Dive Brief:
- Target is expanding its New York City presence with plans for a new small-format store in Times Square, the company announced this week.
- Expected to open in 2022, the 33,000-square-foot store would be the retailer's 10th opened or planned small-format store in Manhattan, which Target describes as a "priority growth market for the company."
- The leased space is on 42nd Street between Seventh and Eighth Avenues.
Dive Insight:
Target's Time Square store represents a deepening into a market and format that hold a major opportunity for the retailer. The small store has created an inroad for Target into dense, urban markets, which largely remain a frontier for fellow mass merchant Walmart.
Today, Walmart is mainly relying on its e-commerce site Jet to reach urbanites in New York. Jet, though, is receiving far fewer resources these days from its parent as Walmart re-focuses on its flagship website and stores.

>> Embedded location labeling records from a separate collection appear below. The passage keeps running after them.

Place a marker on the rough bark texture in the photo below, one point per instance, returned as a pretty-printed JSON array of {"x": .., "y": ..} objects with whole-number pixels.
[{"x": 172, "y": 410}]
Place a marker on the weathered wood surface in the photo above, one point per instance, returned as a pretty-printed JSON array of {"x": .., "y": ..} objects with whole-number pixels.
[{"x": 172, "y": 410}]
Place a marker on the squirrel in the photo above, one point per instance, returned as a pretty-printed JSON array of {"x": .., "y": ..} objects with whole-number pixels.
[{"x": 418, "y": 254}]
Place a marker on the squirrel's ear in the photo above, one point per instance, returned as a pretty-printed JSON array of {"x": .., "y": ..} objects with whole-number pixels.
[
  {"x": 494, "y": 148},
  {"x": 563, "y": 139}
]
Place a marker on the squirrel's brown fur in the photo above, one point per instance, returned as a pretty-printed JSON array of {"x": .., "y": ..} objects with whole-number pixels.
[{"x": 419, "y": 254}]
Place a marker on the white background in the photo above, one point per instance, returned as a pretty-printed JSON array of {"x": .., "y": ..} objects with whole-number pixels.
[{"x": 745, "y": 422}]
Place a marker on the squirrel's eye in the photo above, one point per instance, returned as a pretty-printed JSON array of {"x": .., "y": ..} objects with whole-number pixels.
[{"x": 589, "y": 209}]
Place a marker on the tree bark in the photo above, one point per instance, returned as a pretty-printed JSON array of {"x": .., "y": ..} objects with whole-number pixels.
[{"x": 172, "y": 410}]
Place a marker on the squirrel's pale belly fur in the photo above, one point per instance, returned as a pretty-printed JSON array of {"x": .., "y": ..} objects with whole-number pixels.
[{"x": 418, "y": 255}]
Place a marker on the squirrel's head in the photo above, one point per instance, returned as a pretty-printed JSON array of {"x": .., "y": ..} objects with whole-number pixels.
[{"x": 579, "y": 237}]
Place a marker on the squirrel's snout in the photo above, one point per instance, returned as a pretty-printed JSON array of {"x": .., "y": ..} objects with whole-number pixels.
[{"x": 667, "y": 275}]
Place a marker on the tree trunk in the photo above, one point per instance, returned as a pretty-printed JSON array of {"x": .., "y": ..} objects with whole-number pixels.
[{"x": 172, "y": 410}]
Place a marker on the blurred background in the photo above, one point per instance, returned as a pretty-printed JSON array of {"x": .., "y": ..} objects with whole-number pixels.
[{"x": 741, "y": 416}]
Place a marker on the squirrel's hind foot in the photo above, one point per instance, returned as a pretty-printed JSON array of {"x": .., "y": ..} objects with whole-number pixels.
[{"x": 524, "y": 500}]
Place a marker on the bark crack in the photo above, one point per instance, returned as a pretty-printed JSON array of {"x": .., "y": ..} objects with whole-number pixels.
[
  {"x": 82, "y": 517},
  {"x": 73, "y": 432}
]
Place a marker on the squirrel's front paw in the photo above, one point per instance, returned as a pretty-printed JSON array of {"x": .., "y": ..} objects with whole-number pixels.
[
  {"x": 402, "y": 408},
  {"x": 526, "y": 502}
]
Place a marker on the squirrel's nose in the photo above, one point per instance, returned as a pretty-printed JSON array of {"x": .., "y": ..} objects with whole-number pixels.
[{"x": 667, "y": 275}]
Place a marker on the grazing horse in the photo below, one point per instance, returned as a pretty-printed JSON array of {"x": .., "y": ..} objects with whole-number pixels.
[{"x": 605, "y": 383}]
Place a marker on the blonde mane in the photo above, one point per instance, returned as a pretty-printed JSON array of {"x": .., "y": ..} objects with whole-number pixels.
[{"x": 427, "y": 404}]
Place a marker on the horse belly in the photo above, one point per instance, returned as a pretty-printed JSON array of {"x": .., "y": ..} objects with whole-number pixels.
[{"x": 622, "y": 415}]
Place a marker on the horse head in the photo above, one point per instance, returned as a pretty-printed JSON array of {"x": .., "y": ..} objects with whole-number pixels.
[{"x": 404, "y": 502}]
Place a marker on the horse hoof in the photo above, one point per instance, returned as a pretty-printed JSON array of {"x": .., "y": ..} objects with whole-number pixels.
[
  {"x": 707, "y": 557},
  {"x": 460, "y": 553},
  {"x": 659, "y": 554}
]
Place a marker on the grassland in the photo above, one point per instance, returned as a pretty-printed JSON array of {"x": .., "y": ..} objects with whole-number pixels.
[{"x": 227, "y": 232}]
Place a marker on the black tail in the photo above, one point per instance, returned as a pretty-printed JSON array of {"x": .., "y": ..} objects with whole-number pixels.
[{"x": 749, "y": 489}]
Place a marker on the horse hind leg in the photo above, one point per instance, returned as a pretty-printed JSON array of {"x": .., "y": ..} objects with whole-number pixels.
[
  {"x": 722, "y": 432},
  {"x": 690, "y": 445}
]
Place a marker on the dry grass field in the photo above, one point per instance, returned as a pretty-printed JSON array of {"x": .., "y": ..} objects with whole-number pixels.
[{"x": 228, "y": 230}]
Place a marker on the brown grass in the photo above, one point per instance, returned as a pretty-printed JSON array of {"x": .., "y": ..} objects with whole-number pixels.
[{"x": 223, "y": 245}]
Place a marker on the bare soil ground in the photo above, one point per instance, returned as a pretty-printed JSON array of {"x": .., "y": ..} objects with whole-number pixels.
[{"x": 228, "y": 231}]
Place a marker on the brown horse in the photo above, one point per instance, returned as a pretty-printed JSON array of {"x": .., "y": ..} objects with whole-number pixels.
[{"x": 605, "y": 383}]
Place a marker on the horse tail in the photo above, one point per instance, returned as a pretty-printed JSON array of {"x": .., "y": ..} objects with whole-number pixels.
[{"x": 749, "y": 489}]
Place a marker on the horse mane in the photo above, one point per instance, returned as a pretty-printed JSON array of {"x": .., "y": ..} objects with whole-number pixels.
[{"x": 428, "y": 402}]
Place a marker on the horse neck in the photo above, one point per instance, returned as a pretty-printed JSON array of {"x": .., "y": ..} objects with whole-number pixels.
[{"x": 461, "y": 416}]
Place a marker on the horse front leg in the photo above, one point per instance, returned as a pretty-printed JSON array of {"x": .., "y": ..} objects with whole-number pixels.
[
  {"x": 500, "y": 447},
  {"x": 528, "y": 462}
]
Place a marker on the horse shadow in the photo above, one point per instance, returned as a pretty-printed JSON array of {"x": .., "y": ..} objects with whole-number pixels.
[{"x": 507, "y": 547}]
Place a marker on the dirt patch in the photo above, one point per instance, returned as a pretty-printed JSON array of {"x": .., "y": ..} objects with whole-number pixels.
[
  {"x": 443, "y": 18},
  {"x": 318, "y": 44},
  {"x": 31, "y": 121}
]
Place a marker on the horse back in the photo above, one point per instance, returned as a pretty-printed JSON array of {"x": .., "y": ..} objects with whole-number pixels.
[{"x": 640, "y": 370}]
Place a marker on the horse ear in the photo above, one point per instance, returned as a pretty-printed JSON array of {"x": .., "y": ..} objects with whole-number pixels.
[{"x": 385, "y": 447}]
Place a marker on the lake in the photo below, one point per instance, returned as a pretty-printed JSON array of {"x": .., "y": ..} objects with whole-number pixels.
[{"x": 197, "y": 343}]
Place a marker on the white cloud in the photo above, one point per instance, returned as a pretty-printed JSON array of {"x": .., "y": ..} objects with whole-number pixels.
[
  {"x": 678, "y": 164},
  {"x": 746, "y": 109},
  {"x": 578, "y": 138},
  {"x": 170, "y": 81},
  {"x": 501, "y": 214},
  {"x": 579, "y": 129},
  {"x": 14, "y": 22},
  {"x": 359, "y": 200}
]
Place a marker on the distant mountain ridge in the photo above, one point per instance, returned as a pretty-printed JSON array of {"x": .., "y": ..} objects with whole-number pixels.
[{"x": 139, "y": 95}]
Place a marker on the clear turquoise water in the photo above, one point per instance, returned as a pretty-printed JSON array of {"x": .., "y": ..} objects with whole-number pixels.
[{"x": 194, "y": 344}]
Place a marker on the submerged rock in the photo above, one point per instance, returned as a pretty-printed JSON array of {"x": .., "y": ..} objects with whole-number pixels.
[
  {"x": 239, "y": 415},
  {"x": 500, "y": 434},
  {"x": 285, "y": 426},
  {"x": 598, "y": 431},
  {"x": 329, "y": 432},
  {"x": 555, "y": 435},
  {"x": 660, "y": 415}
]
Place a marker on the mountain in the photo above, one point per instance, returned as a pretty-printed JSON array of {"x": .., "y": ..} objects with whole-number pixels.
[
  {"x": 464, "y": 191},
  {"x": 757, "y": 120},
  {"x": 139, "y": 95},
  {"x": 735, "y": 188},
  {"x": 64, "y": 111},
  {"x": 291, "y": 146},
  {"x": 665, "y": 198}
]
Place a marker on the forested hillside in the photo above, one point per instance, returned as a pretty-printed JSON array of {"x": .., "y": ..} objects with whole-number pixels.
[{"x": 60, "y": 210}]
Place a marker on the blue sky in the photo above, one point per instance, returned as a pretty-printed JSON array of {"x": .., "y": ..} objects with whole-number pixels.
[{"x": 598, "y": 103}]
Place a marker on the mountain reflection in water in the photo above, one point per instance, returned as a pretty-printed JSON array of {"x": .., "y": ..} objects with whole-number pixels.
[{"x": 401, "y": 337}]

Target, meanwhile, has found success with its small-format concept opening in markets not only in cities, but also near college campuses. Target COO John Mulligan told analysts last month that the retailer opened seven small-format stores in the third quarter and another six in November, according to a Seeking Alpha transcript.
Mulligan said then that the company still plans to open 30 small-format stores per year "because they drive guest engagement and deliver strong financial performance, including much higher than average sales productivity and meaningfully higher gross margin rates compared with our larger format stores."
CEO Brian Cornell on the same conference call noted that the "rapid expansion" of its smaller stores was taking Target into new neighborhoods. "Those are guests that were not shopping Target on a regular basis before, they are now," he said, adding that those customers would likely become new loyalty program members as well.
Target has been stealing market share and expanding sales this year, posting banner performances with each quarter. Driving that growth is the retailer's investments in both its private labels and its stores, among other initiatives. While those store investments were met with skepticism by investors when announced in 2017, today analysts note they are driving traffic increases and sales gains at Target.